The Pennine Way National Trail, 268 miles of chasing the Pennine Mountain tops along the rugged backbone of England, from the Peak District through the Yorkshire Dales and over Hadrian's Wall to the Cheviots. Amongst the finest upland walking in England.


The South Downs Way. Experience some of our finest countryside between Winchester, first capital of England, and the white chalk cliffs of Eastbourne. If you are interested in great views, attractive wildlife, visible prehistory, fine pubs and pretty villages, or if you just fancy a challenge, the South Downs Way awaits you.

The Ridgeway National Trail, 87 miles (139km) through ancient landscapes. Over rolling, open downland to the west of the River Thames, and through secluded valleys and woods in The Chilterns to the east, following the same route used since prehistoric times by travellers, herdsmen and soldiers.


The Yorkshire Wolds Way National Trail. 79 miles/127km of unbroken peace & quiet along one of Britain’s most charming landscapes.


The Thames Path National Trail - This website is an unofficial guide to the Thames Path, a National Trail footpath running for 180 miles along the banks of the river Thames. Starting at the Thames Flood Barrier at Woolwich in South East London it runs along the banks of the Thames to Kemble in Gloucestershire.
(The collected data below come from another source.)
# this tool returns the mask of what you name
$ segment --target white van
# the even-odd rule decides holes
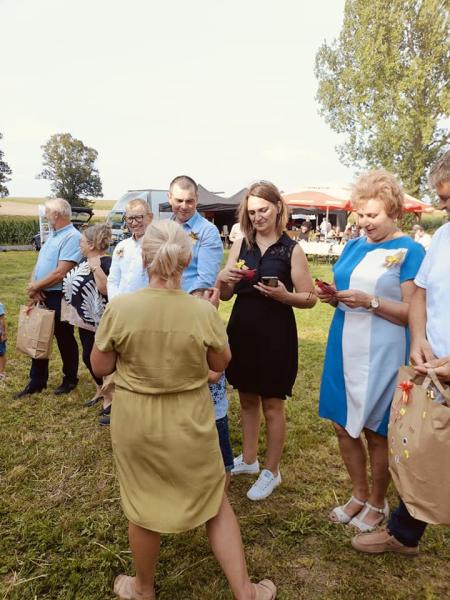
[[[170,219],[172,216],[171,212],[160,212],[159,207],[161,204],[167,202],[168,190],[128,190],[126,194],[121,196],[119,200],[113,206],[111,212],[108,215],[108,221],[111,223],[112,228],[112,245],[115,246],[117,242],[127,237],[127,233],[124,228],[124,215],[125,208],[130,200],[145,200],[150,207],[155,219]]]

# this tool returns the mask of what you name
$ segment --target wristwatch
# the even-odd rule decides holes
[[[374,296],[367,307],[367,310],[374,311],[377,308],[380,308],[380,298],[378,296]]]

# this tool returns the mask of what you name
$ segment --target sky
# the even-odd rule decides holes
[[[98,152],[103,194],[189,174],[233,194],[345,185],[314,59],[345,0],[0,0],[0,147],[11,196],[46,196],[41,146]],[[7,51],[6,51],[7,50]]]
As it follows the banks of the river, the path is flat, making for easy walking and with much of the river being a busy waterway, there is usually plenty of activity to watch.


The Cumbria Way. A well-loved route through the heart of the Lake District National Park, linking two historic Cumbrian towns via Langdale and Borrowdale, Coniston, Derwent Water and Caldbeck with plenty of scope for high-level detours. There are a few sections of high, exposed ground but mainly the route keeps to the valleys, providing an excellent introduction to the area.


Coast To Coast Walk. St. Bees to Robin Hood’s Bay. Devised by the late Alfred Wainwright in 1973 to link the Irish Sea and the North Sea via the hills, moors and valleys of northern England. Challenging.


The Chiltern Way. Meandering, varied and largely rural trail stretching from north to south across the Chilterns Area of Outstanding Natural Beauty and offering a good cross-section of the characteristic Chiltern scenery. 172 miles total circular walk.

Grand Union Canal Walk. A lengthy towpath walk connecting the two city centres, via Tring, Braunston, Warwick and much peaceful countryside which can also provide the basis for various short walks. 145 miles.


The Monarch’s Way. Old Powick Bridge, Worcester to Shoreham. Britain's second-longest signed walking trail, a lengthy, meandering route following the flight of Charles II after his defeat at the Battle of Worcester in 1651, and including many sites of historic interest. From Worcester it first turns north to Boscobel, south via Stratford upon Avon, the Cotswolds, Bristol and the Mendips to Charmouth, then east along the South Downs to Shoreham where Charles finally escaped to France. 615 miles.